Cashore Marionettes at Edison Feb. 11

ovations for young people presents Simple Gifts

Cashore Marionettes will perform for Edison’s ovations for young people series Feb. 11. Photo by Matt Cashore. Hires image available upon request.

Puppets and marionettes are among the world’s oldest entertainments.

Though today associated with humorous children’s programming, they are equally capable of evoking the tender and moving. Indeed, the word “marionette,” which arose during the Middle Ages, is thought to derive from “Mary,” a reference to popular nativity plays.

This month, master puppeteer Joseph Cashore and his Cashore Marionettes will present Simple Gifts, a series of quiet, everyday vignettes set to classical music, as part of Edison Theatre’s ovations for young people series at Washington University in St. Louis.

Tickets to the performance, which will begin at 11 a.m. Saturday, Feb. 11, are $12 and are available at the Edison Box Office and through all MetroTix outlets. Edison Theatre is located in the Mallinckrodt Center, 6445 Forsyth Blvd.

For more information, call (314) 935-6543 or email edison@wustl.edu.

Cashore Marionettes

An accomplished artist as well as puppeteer, Cashore built his first marionette at age 11, from clothespins, wood string and a tin can.

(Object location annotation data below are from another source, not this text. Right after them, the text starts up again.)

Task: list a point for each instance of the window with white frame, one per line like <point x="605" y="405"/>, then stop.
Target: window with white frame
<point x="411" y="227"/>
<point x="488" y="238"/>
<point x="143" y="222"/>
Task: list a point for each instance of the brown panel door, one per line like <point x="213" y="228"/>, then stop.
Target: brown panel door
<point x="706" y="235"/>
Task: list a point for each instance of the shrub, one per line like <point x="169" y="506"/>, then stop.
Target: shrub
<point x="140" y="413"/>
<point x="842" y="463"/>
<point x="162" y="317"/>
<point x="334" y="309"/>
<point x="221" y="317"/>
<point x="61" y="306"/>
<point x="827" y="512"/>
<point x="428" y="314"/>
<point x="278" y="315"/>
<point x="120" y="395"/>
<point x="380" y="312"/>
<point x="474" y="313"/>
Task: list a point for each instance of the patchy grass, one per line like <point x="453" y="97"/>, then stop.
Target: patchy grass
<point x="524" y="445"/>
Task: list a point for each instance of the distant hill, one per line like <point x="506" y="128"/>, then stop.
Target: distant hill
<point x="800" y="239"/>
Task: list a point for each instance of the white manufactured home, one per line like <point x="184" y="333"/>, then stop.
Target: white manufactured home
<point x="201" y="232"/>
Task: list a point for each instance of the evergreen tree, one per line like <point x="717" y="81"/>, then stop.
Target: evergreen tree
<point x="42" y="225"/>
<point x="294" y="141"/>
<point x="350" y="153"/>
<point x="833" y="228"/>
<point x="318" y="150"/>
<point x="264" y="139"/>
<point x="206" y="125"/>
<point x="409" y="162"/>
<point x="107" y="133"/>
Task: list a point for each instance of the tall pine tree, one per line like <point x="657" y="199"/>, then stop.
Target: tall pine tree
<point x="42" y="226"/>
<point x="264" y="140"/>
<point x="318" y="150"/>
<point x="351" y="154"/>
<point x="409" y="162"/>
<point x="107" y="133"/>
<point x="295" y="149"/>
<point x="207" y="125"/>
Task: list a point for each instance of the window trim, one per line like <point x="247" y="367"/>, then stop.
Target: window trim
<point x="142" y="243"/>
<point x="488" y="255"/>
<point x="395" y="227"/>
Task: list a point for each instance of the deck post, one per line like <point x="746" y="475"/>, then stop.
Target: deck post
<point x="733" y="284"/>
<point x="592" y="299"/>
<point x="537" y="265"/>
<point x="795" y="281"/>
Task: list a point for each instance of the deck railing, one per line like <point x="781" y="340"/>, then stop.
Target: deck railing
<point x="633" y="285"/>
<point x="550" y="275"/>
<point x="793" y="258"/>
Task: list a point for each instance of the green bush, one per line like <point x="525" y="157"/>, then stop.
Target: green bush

His second marionette came years later, after graduating from the University of Notre Dame with a bachelor of fine arts degree. Attempting to recapture his youthful sense of movement and life, Cashore quickly realized that the fluid motions he sought would require devising unique control designs.

Over the next 19 years, while also pursuing a career in oil painting, Cashore developed totally new control mechanisms and continued to experiment with the construction of his marionettes, their clothing and props. He began performing full-time in 1990 and has since appeared across North America, Europe and Asia.

In Simple Gifts, his latest show, Cashore enacts a series of original vignettes drawn from everyday life. Set to music of Vivaldi, Strauss, Beethoven and Copland, these touching, poignant and sometimes humorous scenes unfold with a dazzling combination of virtuoso manipulation, theatrical illusion and artistic insight, providing audiences with an entertaining and sensitive vision of what it means to be human.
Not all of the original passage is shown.